Last to land were those with tattered wings, parts of tail sections missing and other obvious damage.
“We couldn’t see them land, and we had our hands clasped,” prayer-like. “We could hear them when they crashed,” Diana said, choking back tears nearly 70 years later.
Innocence lost and memories etched forever, “some good and some bad,” came years before they should have for the little British girl.

HER STORIES of war-torn England, doing without and fearful of what tomorrow might bring, follow one another as she talks about the war.
Here, in Diana’s words, are several:
My first memory of the war was going to get my gas mask.
John (her brother) was 5 and I was 8. He was young enough to get a Mickey Mouse mask, with a red nose on it. I had to get an adult gas mask, a hateful black thing that I had to hang on my bed at night and take with me when John and I rode our bicycles to school each day. It was three miles and we had the masks in cardboard boxes, hung around our necks with a string.

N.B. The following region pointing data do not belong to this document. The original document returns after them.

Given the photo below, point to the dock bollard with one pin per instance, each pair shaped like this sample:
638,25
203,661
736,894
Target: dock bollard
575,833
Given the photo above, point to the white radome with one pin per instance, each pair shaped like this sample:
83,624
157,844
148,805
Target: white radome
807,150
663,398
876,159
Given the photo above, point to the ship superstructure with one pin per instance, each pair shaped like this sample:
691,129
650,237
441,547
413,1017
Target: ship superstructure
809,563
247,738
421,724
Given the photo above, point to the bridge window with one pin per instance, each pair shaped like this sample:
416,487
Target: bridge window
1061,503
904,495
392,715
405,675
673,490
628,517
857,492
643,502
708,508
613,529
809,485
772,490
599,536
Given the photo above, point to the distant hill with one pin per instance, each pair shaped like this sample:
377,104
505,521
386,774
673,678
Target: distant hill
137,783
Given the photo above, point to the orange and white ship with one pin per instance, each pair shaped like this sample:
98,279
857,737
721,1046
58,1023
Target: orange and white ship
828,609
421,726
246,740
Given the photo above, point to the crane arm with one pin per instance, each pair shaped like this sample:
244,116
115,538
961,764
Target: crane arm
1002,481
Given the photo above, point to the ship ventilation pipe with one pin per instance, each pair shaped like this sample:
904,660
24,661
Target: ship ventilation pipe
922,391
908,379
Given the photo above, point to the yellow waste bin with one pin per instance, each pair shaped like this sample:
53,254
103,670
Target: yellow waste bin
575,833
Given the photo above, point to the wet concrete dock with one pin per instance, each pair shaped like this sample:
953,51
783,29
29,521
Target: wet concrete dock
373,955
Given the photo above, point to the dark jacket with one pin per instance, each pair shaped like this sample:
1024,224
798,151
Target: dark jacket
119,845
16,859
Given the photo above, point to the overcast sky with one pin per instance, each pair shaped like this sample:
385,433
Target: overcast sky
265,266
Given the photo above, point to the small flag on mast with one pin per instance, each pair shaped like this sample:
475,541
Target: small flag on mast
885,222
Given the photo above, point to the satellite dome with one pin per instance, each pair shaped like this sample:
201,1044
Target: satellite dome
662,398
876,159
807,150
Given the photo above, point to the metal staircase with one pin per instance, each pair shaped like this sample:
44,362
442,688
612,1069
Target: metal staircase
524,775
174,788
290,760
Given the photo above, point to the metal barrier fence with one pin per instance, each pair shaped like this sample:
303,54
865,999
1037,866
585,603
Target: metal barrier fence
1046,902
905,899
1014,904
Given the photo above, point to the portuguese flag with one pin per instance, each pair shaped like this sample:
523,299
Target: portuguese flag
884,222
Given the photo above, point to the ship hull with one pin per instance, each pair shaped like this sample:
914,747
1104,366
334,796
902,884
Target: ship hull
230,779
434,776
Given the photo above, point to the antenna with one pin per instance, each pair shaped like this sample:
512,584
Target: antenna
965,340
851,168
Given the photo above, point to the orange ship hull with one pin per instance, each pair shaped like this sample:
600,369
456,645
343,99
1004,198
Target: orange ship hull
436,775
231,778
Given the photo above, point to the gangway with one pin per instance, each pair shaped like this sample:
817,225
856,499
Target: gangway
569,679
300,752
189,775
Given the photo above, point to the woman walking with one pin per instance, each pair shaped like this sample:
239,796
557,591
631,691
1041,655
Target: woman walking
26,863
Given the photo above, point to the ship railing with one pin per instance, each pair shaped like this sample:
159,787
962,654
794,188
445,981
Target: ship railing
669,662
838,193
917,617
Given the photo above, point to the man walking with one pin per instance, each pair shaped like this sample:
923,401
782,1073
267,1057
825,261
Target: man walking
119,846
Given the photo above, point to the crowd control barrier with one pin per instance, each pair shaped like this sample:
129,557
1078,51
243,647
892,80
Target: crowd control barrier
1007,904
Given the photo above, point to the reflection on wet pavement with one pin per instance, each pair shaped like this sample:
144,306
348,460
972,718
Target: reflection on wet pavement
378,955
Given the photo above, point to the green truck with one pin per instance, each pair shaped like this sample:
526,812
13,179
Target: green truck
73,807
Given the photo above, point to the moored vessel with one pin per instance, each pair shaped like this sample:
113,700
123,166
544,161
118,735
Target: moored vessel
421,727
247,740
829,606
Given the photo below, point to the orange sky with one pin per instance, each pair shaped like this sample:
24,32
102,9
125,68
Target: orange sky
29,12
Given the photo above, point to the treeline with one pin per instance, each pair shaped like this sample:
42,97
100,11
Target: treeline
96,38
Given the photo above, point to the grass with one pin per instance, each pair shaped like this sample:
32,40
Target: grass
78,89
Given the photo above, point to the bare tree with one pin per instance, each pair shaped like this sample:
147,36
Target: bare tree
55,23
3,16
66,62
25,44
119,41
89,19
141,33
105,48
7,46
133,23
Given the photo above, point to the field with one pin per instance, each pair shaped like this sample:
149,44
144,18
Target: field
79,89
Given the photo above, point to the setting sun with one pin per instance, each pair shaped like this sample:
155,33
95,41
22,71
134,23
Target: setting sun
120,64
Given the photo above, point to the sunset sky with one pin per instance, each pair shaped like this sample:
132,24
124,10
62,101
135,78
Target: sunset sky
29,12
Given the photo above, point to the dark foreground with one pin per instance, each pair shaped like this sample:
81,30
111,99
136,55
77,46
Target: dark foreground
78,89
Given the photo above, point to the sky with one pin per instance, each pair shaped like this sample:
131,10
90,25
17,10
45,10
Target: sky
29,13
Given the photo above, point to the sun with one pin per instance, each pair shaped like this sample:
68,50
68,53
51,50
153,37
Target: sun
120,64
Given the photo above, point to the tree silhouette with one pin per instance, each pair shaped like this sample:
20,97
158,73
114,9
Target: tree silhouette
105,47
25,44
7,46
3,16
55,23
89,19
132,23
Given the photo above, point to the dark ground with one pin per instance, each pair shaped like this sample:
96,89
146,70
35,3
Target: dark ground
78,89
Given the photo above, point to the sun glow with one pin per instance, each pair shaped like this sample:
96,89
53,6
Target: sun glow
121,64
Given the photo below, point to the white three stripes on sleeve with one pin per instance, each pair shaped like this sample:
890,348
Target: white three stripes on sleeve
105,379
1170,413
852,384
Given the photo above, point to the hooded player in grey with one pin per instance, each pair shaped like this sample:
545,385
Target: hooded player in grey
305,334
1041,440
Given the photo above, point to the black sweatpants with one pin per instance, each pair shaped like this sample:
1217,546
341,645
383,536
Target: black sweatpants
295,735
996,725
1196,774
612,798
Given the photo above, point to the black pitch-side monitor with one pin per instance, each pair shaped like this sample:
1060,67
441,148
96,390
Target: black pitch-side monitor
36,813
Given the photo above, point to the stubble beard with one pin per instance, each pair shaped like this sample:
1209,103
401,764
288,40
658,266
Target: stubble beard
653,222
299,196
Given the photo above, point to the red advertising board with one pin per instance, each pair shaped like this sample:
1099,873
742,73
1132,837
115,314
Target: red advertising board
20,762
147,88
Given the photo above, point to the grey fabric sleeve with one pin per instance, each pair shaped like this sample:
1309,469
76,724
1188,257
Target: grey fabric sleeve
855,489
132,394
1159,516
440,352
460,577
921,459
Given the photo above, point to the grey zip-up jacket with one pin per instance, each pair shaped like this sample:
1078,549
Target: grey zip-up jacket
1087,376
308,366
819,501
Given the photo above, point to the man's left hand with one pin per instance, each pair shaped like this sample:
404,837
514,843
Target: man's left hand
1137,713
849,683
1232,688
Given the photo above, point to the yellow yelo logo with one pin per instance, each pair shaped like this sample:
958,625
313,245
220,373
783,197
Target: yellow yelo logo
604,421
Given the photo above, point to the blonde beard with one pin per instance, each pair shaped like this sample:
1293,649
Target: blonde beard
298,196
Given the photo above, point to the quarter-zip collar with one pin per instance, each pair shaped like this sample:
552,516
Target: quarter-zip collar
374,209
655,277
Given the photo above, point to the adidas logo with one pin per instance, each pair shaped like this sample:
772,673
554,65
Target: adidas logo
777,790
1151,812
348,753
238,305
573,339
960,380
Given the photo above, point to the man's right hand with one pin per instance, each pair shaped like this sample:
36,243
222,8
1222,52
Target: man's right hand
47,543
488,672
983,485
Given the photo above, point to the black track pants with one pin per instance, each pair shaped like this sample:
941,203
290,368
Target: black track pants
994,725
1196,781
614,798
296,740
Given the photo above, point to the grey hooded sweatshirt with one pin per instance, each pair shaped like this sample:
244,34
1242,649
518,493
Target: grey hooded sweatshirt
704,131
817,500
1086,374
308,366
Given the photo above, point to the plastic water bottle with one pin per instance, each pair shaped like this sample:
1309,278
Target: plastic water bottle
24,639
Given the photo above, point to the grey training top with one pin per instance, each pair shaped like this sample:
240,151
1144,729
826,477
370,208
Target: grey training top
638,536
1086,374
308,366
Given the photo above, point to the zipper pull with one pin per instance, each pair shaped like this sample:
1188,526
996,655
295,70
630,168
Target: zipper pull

The masks stayed with us all the time. Everyone was afraid Hitler would drop gas onto us.
Dad and a neighbor dug a bomb shelter near our home. We spent a lot of time underground. Mom and Dad made it as nice as they could. We had puzzles and bunks along the walls.
On moonlit nights we’d stand in the shadow of the shelter and we could see the swastikas on the German planes when they came to bomb.
Some nights Dad would be gone on Home Guard duty, making sure everyone’s windows were covered, so no light came out.